An English teacher at Montoursville Area High School, Connor has directed plays on her home turf since 2008, including this year's production of Oscar Wilde's "The Importance of Being Ernest." She's performed at CTL as the fairy godmother in "Cinderella," and as the detective in "Clue: The Musical."

Taylor runs his own theater company, Customed Tailored Productions, which mounts murder mysteries in Pennsdale and last year staged a production of "The Rocky Horror Picture Show."

And Fairman's experience has typically been dramatic or directorial. Her first performance with CTL was in Arthur Miller's "Death of a Salesman" and she's also played Blanche in Tennessee Williams' "A Streetcar Named Desire."

While the cast for the most part is younger than their fictional counterparts, their collective experience and passion for the theatre imbues "Moving Mountains" with the sense of life - and life experience - it exhibited during early rehearsals.
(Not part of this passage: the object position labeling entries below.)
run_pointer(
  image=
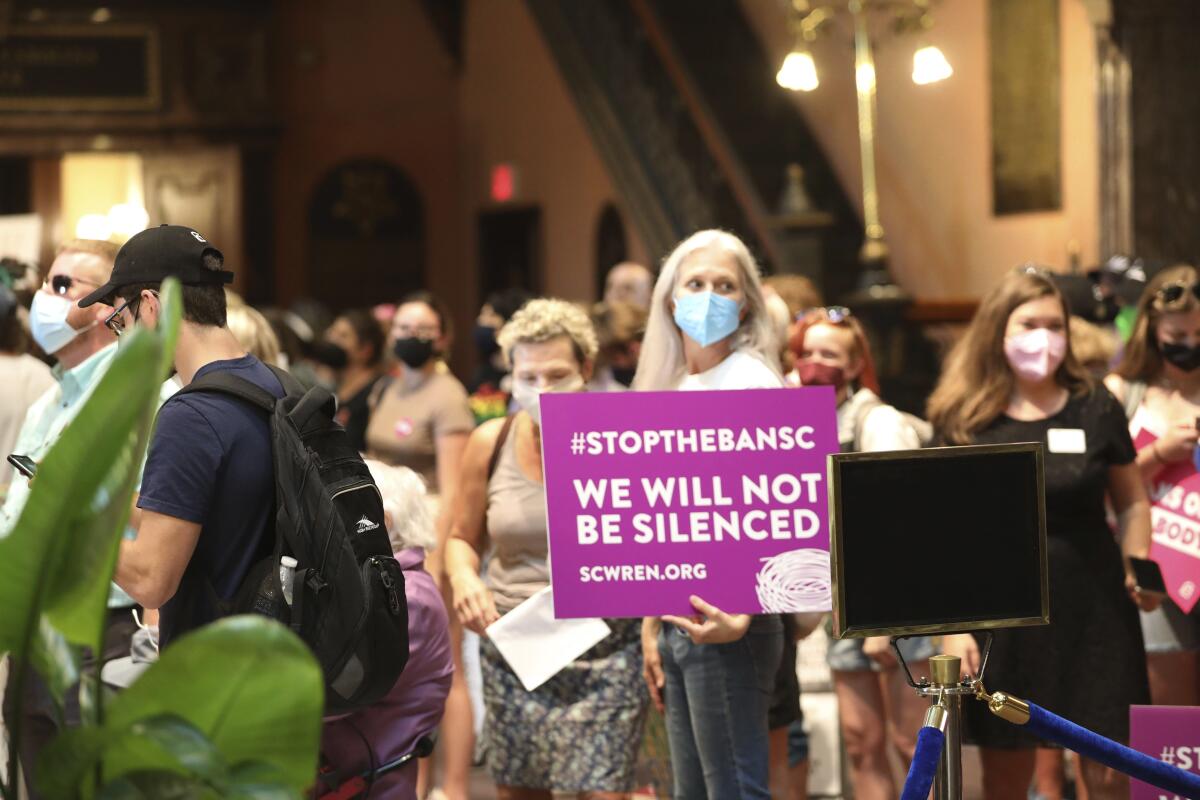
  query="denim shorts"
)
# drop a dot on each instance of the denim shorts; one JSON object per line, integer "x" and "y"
{"x": 1169, "y": 630}
{"x": 846, "y": 655}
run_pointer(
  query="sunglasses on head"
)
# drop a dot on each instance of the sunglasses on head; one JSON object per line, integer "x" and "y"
{"x": 835, "y": 314}
{"x": 1176, "y": 290}
{"x": 63, "y": 283}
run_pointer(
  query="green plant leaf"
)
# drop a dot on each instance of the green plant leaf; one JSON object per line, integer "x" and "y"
{"x": 53, "y": 657}
{"x": 249, "y": 684}
{"x": 52, "y": 540}
{"x": 156, "y": 786}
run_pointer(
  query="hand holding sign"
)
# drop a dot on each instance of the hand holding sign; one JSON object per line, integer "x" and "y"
{"x": 653, "y": 498}
{"x": 652, "y": 662}
{"x": 711, "y": 625}
{"x": 473, "y": 602}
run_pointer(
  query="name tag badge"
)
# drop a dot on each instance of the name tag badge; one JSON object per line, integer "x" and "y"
{"x": 1067, "y": 440}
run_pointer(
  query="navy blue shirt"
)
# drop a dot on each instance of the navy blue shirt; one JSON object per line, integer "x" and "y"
{"x": 210, "y": 463}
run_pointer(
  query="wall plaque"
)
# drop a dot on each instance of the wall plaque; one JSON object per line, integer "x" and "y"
{"x": 79, "y": 67}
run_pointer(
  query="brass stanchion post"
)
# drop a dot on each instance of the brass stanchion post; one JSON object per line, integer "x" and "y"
{"x": 947, "y": 681}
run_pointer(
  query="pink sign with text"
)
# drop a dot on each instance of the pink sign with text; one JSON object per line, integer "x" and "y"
{"x": 653, "y": 497}
{"x": 1175, "y": 513}
{"x": 1169, "y": 733}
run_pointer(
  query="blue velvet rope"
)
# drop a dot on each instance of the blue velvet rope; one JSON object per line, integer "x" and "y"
{"x": 1145, "y": 768}
{"x": 924, "y": 764}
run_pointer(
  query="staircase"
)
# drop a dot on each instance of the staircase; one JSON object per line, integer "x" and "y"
{"x": 681, "y": 101}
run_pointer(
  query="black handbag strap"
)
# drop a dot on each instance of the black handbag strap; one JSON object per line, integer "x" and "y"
{"x": 499, "y": 445}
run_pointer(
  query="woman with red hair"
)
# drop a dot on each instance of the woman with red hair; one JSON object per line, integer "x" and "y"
{"x": 875, "y": 702}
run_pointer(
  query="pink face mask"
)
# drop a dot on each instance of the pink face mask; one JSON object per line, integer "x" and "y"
{"x": 1036, "y": 354}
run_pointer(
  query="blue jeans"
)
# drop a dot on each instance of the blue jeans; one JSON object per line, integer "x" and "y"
{"x": 717, "y": 698}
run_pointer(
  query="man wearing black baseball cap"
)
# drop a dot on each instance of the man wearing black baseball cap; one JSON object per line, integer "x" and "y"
{"x": 208, "y": 487}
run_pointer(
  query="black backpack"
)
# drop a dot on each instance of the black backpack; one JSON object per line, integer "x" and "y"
{"x": 348, "y": 597}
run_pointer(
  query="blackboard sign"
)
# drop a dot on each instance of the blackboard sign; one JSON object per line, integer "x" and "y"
{"x": 939, "y": 540}
{"x": 67, "y": 68}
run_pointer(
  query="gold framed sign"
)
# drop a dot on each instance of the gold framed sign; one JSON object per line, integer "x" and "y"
{"x": 939, "y": 540}
{"x": 81, "y": 68}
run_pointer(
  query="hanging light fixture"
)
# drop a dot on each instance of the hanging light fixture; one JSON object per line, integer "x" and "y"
{"x": 798, "y": 71}
{"x": 929, "y": 65}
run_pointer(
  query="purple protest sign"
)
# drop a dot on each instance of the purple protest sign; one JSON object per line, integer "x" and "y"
{"x": 1175, "y": 517}
{"x": 1169, "y": 733}
{"x": 653, "y": 497}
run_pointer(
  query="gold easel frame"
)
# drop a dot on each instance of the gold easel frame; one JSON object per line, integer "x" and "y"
{"x": 837, "y": 541}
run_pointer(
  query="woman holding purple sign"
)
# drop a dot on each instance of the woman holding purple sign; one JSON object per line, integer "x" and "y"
{"x": 1158, "y": 383}
{"x": 1013, "y": 378}
{"x": 709, "y": 330}
{"x": 579, "y": 732}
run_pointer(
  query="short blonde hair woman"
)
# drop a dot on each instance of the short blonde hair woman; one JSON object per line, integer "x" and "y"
{"x": 709, "y": 330}
{"x": 580, "y": 732}
{"x": 251, "y": 330}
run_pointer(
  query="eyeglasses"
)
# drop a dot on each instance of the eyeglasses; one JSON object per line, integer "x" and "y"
{"x": 835, "y": 314}
{"x": 1176, "y": 290}
{"x": 63, "y": 283}
{"x": 115, "y": 323}
{"x": 419, "y": 331}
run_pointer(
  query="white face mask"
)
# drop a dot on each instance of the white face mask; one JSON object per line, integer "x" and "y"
{"x": 527, "y": 395}
{"x": 48, "y": 322}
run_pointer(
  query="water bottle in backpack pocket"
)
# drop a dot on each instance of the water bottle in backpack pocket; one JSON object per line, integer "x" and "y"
{"x": 348, "y": 600}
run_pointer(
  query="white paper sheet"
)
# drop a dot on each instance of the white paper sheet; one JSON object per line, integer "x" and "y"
{"x": 537, "y": 645}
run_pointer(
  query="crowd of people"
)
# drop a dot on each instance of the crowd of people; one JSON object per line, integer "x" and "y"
{"x": 460, "y": 469}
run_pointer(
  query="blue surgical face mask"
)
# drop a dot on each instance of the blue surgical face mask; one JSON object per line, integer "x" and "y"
{"x": 706, "y": 317}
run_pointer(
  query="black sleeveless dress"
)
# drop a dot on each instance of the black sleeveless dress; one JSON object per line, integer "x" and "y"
{"x": 1089, "y": 665}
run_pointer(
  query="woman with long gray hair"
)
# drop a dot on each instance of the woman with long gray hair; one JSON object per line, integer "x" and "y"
{"x": 709, "y": 330}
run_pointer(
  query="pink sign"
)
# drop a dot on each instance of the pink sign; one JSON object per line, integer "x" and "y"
{"x": 1169, "y": 733}
{"x": 653, "y": 497}
{"x": 1175, "y": 513}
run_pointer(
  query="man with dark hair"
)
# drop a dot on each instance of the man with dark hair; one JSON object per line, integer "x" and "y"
{"x": 208, "y": 487}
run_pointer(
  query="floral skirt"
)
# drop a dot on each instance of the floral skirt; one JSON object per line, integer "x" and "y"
{"x": 577, "y": 732}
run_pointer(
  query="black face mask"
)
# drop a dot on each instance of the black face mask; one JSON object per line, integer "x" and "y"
{"x": 485, "y": 341}
{"x": 1105, "y": 310}
{"x": 1181, "y": 355}
{"x": 624, "y": 376}
{"x": 330, "y": 355}
{"x": 414, "y": 352}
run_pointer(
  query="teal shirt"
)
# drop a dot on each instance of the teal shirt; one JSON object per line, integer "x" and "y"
{"x": 45, "y": 423}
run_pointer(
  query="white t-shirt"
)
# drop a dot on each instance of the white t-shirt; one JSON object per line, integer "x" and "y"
{"x": 24, "y": 379}
{"x": 881, "y": 428}
{"x": 741, "y": 370}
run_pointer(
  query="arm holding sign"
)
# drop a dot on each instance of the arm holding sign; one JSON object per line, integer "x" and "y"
{"x": 711, "y": 625}
{"x": 472, "y": 599}
{"x": 1131, "y": 503}
{"x": 1177, "y": 444}
{"x": 652, "y": 662}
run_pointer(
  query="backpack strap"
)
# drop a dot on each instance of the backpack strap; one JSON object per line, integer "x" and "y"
{"x": 223, "y": 383}
{"x": 289, "y": 383}
{"x": 499, "y": 444}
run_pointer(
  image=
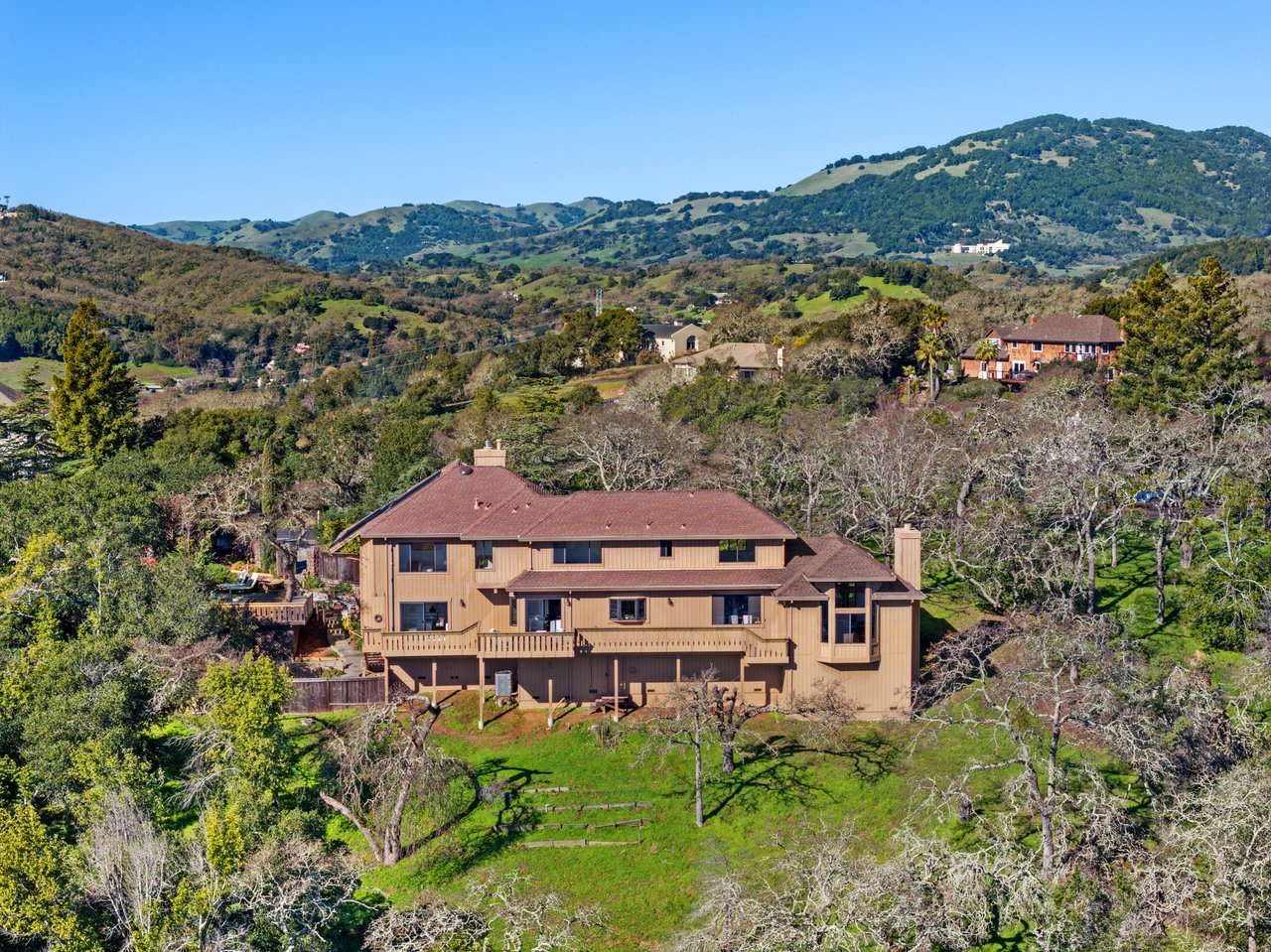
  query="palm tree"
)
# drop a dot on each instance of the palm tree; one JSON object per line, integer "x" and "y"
{"x": 985, "y": 351}
{"x": 934, "y": 320}
{"x": 930, "y": 352}
{"x": 911, "y": 376}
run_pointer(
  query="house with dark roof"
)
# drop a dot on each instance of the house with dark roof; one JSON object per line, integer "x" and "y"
{"x": 476, "y": 577}
{"x": 1026, "y": 348}
{"x": 674, "y": 340}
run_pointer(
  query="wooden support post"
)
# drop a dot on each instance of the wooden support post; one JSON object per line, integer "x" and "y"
{"x": 617, "y": 660}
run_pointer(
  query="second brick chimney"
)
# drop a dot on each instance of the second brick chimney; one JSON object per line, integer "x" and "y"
{"x": 908, "y": 554}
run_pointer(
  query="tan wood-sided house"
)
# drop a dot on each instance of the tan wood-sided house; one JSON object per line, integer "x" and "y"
{"x": 594, "y": 595}
{"x": 1026, "y": 348}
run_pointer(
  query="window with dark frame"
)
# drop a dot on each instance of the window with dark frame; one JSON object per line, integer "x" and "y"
{"x": 627, "y": 609}
{"x": 576, "y": 553}
{"x": 421, "y": 557}
{"x": 736, "y": 549}
{"x": 735, "y": 609}
{"x": 849, "y": 595}
{"x": 543, "y": 615}
{"x": 425, "y": 615}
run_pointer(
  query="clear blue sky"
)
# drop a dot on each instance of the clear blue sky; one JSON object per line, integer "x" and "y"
{"x": 139, "y": 112}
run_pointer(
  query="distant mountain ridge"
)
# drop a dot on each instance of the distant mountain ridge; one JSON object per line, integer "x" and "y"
{"x": 1066, "y": 194}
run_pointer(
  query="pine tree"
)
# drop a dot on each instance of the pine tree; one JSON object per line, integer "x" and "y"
{"x": 1181, "y": 344}
{"x": 26, "y": 444}
{"x": 94, "y": 406}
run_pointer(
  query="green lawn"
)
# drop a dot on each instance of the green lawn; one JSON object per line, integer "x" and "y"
{"x": 647, "y": 889}
{"x": 12, "y": 371}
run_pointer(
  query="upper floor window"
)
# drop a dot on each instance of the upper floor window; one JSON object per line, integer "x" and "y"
{"x": 627, "y": 609}
{"x": 576, "y": 553}
{"x": 735, "y": 609}
{"x": 425, "y": 615}
{"x": 421, "y": 557}
{"x": 849, "y": 595}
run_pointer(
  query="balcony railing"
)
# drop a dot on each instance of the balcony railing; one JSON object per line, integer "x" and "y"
{"x": 856, "y": 653}
{"x": 530, "y": 644}
{"x": 726, "y": 639}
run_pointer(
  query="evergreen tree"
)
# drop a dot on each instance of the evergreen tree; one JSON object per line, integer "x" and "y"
{"x": 1181, "y": 343}
{"x": 94, "y": 404}
{"x": 26, "y": 443}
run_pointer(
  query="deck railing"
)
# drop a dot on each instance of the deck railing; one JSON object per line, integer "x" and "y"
{"x": 731, "y": 639}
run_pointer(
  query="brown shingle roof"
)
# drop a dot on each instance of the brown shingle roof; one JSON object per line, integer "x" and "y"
{"x": 1064, "y": 328}
{"x": 448, "y": 502}
{"x": 827, "y": 558}
{"x": 644, "y": 580}
{"x": 493, "y": 502}
{"x": 672, "y": 513}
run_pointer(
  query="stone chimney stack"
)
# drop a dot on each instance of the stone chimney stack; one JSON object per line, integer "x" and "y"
{"x": 491, "y": 456}
{"x": 908, "y": 554}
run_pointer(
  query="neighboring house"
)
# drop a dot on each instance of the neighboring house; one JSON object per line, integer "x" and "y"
{"x": 1026, "y": 348}
{"x": 614, "y": 598}
{"x": 984, "y": 248}
{"x": 674, "y": 340}
{"x": 752, "y": 361}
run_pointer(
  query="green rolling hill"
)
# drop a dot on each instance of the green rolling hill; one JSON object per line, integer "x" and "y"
{"x": 1067, "y": 195}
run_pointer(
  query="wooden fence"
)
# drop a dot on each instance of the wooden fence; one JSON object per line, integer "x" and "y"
{"x": 335, "y": 566}
{"x": 323, "y": 696}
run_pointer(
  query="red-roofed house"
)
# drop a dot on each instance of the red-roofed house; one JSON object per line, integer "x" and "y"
{"x": 616, "y": 597}
{"x": 1026, "y": 348}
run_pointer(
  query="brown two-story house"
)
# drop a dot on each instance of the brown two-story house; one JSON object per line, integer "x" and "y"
{"x": 1026, "y": 348}
{"x": 594, "y": 597}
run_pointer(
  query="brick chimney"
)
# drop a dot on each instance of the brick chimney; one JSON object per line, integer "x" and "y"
{"x": 908, "y": 556}
{"x": 491, "y": 456}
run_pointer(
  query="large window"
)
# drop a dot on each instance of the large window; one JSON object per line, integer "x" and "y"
{"x": 627, "y": 609}
{"x": 735, "y": 609}
{"x": 425, "y": 615}
{"x": 736, "y": 549}
{"x": 543, "y": 615}
{"x": 576, "y": 553}
{"x": 422, "y": 557}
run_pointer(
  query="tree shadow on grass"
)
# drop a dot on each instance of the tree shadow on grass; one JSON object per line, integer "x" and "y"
{"x": 767, "y": 774}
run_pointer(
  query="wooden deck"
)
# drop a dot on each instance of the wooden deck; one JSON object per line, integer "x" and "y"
{"x": 469, "y": 642}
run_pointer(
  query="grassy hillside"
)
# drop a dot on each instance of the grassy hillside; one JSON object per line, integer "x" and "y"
{"x": 1069, "y": 195}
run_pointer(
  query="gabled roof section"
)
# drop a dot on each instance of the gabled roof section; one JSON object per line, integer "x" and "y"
{"x": 667, "y": 513}
{"x": 1064, "y": 328}
{"x": 827, "y": 558}
{"x": 446, "y": 502}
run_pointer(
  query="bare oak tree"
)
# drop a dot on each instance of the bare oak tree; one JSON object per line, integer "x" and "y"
{"x": 384, "y": 761}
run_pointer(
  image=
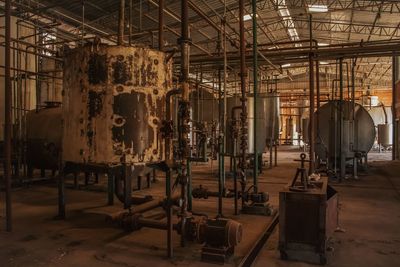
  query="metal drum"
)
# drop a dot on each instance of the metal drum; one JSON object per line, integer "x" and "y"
{"x": 358, "y": 135}
{"x": 113, "y": 104}
{"x": 44, "y": 137}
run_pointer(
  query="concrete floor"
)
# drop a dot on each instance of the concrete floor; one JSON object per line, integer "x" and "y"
{"x": 369, "y": 214}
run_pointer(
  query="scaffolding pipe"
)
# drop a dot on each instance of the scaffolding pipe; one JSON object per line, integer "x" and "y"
{"x": 7, "y": 115}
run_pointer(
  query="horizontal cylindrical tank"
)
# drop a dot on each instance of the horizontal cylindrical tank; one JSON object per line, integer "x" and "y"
{"x": 358, "y": 135}
{"x": 113, "y": 104}
{"x": 382, "y": 117}
{"x": 44, "y": 137}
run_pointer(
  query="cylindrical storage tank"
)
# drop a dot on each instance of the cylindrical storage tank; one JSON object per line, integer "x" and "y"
{"x": 261, "y": 121}
{"x": 382, "y": 115}
{"x": 44, "y": 137}
{"x": 262, "y": 108}
{"x": 385, "y": 135}
{"x": 305, "y": 129}
{"x": 358, "y": 135}
{"x": 113, "y": 104}
{"x": 205, "y": 106}
{"x": 272, "y": 114}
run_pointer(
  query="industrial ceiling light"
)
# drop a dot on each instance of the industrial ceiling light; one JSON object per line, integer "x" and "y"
{"x": 317, "y": 8}
{"x": 248, "y": 17}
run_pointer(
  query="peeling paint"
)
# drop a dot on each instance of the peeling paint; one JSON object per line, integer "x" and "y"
{"x": 121, "y": 92}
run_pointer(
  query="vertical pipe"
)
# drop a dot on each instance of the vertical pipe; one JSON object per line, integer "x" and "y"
{"x": 130, "y": 20}
{"x": 169, "y": 214}
{"x": 83, "y": 21}
{"x": 161, "y": 25}
{"x": 184, "y": 116}
{"x": 255, "y": 83}
{"x": 7, "y": 114}
{"x": 341, "y": 132}
{"x": 121, "y": 22}
{"x": 243, "y": 99}
{"x": 353, "y": 98}
{"x": 220, "y": 152}
{"x": 312, "y": 103}
{"x": 394, "y": 103}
Fairman, Conner and Taylor also all separately summed up a very specific hope for the play and the effect they'd love to see it have on its audience. When the lights dim at the the play's close, the cast wants one message to resonate.

"Just because we age, it doesn't mean we're old," Taylor said. "And it doesn't mean that life is over. And it doesn't mean that we still don't have or can't have feelings for another person, or want to be intimate with someone. It's not that you hit a certain age (and) a switch goes off and that's it. I think if that happens it's because a person lets it happen. It doesn't have to happen at all. There's nothing that says that 'at this particular time of life, you stop wanting to have sex.' Or you want to sit in front of the TV and drink beer and get a beer gut or whatever. It doesn't have to be that way.

"I have a friend whose still doing shows and is 90 - and he's damn good," Taylor said. "He's really good, still really, really good at what he does. And he's a perfect example. I always say that when I reach your age, if I reach your age, I hope I'm even walking. Like I said, it's all in the individual. It's all based in the individual."

For Fairman's part, the actress has little doubt of the play's appeal. "I know people are going to love it," she said. "People of all ages are going to love it."